Widely spread footage of a Muslim preacher telling his audience at a mosque in Surakarta, Central Java, that voting for President Joko “Jokowi” Widodo is haram has sparked concern about political sermons at houses of worship ahead of the 2019 election.

In the video, Sugi Nur Raharja began his sermon by saying that it was only natural for Muslims to use mosques to talk politics in election years. 

“At the time of Prophet [Muhammad], the mosque was the place to settle all kinds of problems, from businesses to politics.”

He went on to make a case against voting for Jokowi, who he said had failed as president, asking the people attending his sermon that they could leave the mosque if they supported the incumbent.

The sermon, titled “Indonesia Bangkit dari Masjid” (Indonesia Rising from the Mosque), was delivered at the Jami MUI mosque on April 29.

A video of the sermon was uploaded on Sugi’s YouTube channel and immediately sparked criticism from internet users who believed bringing politics into the mosque was wrong.

A Twitter user with the handle @AfifFuads, who identifies himself in his twitter profile as a part of the youth wing of Nahdlatul Ulama (NU), the largest Muslim organization in Indonesia, said he rejected the use of mosques as venues to spread hatred or provocation.

“The house of God should not be filled with profanity, especially when the preachers talk trash, erroneously and full of logical fallacies,” he said.

“Mosques should be a neutral public sphere that can be shared with anyone looking for universal kindness,” said International Center for Islam and Pluralism (ICIP) director Syafieq Hasyim.

He argued that Muslims during the time of Muhammad used the mosque for political consolidation, because Muslims were a more homogenous group. 

“When the Prophet was still alive, Muslims could easily look up to him for guidance to solve their problems,” he said.

He added that contemporary Muslims could not just ignore the fact that they live in a diverse society. “What Sugi delivered was not a religious sermon.”   

Sugi, however, had one high-profile defender: former Indonesian Military (TNI) commander and presidential hopeful Gatot Nurmantyo, one of Jokowi’s potential contenders who appeared to have backtracked on the position he held last year while serving as military chief, that holding any campaign-related activities in places of worship was prohibited under the law.

“It pains me if anyone says you should not talk about politics in mosques,” Gatot said while speaking at an event at the Gadjah Mada University Mosque in Yogyakarta on Friday, as reported by

He said the Prophet himself talked about politics in Nabawi Mosque. “What should be banned is provocation, not political talk.”

Using the pulpit at the mosque for political campaigns is not new in Indonesia, particularly after the heated Jakarta gubernatorial election last year, which pitted a Muslim candidate against a Christian.

Some Muslims in Jakarta reported that religious sermons at their mosques became increasingly political ahead of election day.

The trend forced the Religious Affairs Ministry to find ways to “standardize” religious sermons at mosques, mainly during Friday prayers.
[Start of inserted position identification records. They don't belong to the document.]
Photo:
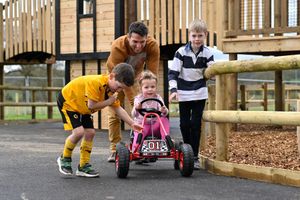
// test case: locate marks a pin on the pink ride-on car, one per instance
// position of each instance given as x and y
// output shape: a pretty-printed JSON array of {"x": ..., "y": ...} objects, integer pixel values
[{"x": 154, "y": 143}]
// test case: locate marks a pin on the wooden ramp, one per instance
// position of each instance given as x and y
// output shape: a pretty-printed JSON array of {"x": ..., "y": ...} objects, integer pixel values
[{"x": 29, "y": 31}]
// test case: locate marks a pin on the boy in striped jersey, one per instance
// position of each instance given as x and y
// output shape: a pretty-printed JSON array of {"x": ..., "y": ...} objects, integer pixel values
[{"x": 187, "y": 83}]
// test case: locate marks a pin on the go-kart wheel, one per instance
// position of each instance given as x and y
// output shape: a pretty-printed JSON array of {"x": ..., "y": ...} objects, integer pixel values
[
  {"x": 122, "y": 160},
  {"x": 169, "y": 142},
  {"x": 186, "y": 160},
  {"x": 143, "y": 111},
  {"x": 176, "y": 162}
]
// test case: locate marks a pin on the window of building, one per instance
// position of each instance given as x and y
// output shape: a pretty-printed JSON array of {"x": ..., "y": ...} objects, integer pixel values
[{"x": 86, "y": 7}]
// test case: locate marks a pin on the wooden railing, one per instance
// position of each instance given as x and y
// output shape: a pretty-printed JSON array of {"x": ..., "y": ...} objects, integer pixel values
[
  {"x": 265, "y": 18},
  {"x": 33, "y": 102},
  {"x": 167, "y": 20},
  {"x": 28, "y": 26},
  {"x": 247, "y": 93}
]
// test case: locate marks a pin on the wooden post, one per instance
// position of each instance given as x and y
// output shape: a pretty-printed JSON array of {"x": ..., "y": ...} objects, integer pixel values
[
  {"x": 203, "y": 133},
  {"x": 49, "y": 84},
  {"x": 131, "y": 13},
  {"x": 33, "y": 108},
  {"x": 1, "y": 91},
  {"x": 283, "y": 97},
  {"x": 298, "y": 129},
  {"x": 211, "y": 106},
  {"x": 221, "y": 128},
  {"x": 278, "y": 91},
  {"x": 265, "y": 103},
  {"x": 231, "y": 97},
  {"x": 243, "y": 97}
]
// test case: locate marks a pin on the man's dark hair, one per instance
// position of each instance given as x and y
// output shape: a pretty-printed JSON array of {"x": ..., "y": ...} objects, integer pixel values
[
  {"x": 124, "y": 73},
  {"x": 139, "y": 28}
]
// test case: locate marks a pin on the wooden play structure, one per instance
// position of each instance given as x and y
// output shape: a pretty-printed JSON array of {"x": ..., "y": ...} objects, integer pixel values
[{"x": 80, "y": 33}]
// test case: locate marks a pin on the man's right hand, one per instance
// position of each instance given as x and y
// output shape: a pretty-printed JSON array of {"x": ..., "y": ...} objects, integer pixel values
[
  {"x": 113, "y": 98},
  {"x": 172, "y": 96}
]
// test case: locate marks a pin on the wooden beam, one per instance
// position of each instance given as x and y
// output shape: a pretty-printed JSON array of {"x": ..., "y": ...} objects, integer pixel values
[
  {"x": 170, "y": 22},
  {"x": 263, "y": 45},
  {"x": 253, "y": 117},
  {"x": 176, "y": 22},
  {"x": 183, "y": 22},
  {"x": 49, "y": 84},
  {"x": 163, "y": 22},
  {"x": 1, "y": 91},
  {"x": 221, "y": 128},
  {"x": 29, "y": 26},
  {"x": 257, "y": 65},
  {"x": 279, "y": 95},
  {"x": 1, "y": 35}
]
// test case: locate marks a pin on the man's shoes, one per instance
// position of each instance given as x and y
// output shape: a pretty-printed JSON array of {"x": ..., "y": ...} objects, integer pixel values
[
  {"x": 196, "y": 165},
  {"x": 112, "y": 158},
  {"x": 87, "y": 171},
  {"x": 65, "y": 165}
]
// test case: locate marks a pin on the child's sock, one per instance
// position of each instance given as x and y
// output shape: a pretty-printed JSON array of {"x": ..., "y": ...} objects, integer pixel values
[
  {"x": 85, "y": 152},
  {"x": 68, "y": 149}
]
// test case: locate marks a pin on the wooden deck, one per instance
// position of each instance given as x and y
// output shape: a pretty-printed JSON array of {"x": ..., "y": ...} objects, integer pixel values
[{"x": 249, "y": 26}]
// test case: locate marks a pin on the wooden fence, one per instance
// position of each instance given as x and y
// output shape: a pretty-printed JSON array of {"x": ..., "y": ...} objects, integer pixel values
[
  {"x": 28, "y": 26},
  {"x": 259, "y": 95},
  {"x": 221, "y": 115},
  {"x": 49, "y": 104}
]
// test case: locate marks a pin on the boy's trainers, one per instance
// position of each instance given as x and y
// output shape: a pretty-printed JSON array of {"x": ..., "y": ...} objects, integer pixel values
[
  {"x": 65, "y": 165},
  {"x": 86, "y": 171}
]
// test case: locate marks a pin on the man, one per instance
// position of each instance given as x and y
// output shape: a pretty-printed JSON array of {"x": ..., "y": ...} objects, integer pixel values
[{"x": 139, "y": 50}]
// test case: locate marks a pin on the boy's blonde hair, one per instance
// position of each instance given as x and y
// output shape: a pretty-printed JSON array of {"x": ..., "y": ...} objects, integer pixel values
[
  {"x": 198, "y": 25},
  {"x": 147, "y": 75}
]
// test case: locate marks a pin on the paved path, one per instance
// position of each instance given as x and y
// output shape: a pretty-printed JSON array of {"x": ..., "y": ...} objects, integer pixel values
[{"x": 28, "y": 171}]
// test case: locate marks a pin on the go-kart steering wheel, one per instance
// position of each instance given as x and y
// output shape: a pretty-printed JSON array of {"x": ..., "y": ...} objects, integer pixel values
[{"x": 143, "y": 111}]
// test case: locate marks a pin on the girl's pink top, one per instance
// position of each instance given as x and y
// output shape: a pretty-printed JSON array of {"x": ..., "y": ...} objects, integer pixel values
[{"x": 137, "y": 117}]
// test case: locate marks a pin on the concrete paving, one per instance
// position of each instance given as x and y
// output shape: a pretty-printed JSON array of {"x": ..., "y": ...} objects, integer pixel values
[{"x": 28, "y": 171}]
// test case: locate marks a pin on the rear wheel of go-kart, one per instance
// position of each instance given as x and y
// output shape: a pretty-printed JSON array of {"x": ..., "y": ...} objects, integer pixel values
[
  {"x": 169, "y": 142},
  {"x": 122, "y": 160},
  {"x": 186, "y": 160},
  {"x": 176, "y": 162}
]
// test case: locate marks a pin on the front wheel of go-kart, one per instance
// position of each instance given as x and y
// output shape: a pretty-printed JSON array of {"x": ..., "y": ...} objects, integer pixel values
[
  {"x": 122, "y": 160},
  {"x": 186, "y": 160},
  {"x": 176, "y": 162}
]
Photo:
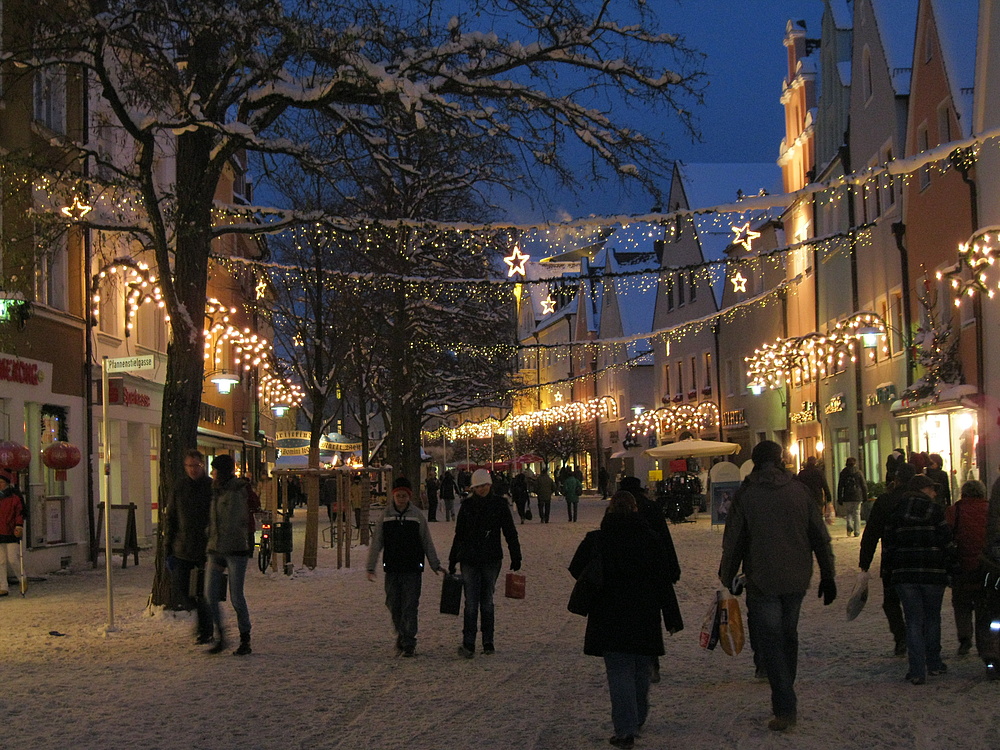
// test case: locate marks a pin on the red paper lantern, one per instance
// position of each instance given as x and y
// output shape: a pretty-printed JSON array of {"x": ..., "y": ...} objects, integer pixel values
[
  {"x": 13, "y": 456},
  {"x": 61, "y": 456}
]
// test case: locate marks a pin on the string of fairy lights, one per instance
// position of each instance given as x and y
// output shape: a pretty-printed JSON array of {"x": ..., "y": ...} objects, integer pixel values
[{"x": 810, "y": 356}]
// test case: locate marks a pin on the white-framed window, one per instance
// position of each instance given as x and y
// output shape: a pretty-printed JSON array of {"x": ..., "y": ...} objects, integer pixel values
[{"x": 50, "y": 98}]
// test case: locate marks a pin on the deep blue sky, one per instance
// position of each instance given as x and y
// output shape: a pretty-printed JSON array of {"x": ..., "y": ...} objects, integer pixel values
[{"x": 741, "y": 120}]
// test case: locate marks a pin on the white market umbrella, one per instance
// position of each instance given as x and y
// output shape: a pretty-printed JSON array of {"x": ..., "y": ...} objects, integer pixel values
[{"x": 693, "y": 449}]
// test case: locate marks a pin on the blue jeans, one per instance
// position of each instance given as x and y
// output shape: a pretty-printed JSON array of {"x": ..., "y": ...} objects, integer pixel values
[
  {"x": 852, "y": 511},
  {"x": 402, "y": 597},
  {"x": 628, "y": 683},
  {"x": 479, "y": 582},
  {"x": 922, "y": 610},
  {"x": 776, "y": 625},
  {"x": 237, "y": 566}
]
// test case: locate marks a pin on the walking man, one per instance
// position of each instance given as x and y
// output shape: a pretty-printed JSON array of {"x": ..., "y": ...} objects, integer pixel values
[
  {"x": 186, "y": 539},
  {"x": 773, "y": 529},
  {"x": 481, "y": 519},
  {"x": 404, "y": 539}
]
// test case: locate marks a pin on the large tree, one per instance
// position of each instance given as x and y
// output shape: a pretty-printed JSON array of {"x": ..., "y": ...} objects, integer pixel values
[{"x": 204, "y": 82}]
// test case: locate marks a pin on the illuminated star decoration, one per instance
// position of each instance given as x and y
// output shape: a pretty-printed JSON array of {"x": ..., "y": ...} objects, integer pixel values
[
  {"x": 739, "y": 282},
  {"x": 77, "y": 211},
  {"x": 515, "y": 261},
  {"x": 745, "y": 236}
]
According to the ministry, the policy was devised to ensure that preachers giving Friday sermons were competent and stuck to their roles as clerics.

But the policy has been widely seen as ineffective, as the ministry lacks the resources and legal authority to enforce it. It was also later forced to soften the policy after being accused of trying to censor religious sermons.

Indobarometer political analyst Muhammad Qodari expects increased use of mosques for political campaigning in 2019.  “There is a possibility that mosques will be turned into campaign venues and used for political mobilization,” he said.

“This kind of campaign strategy was successful at the regional level last year,” he said, referring to the Jakarta election. “There are indications that the strategy will be used again at the national level.”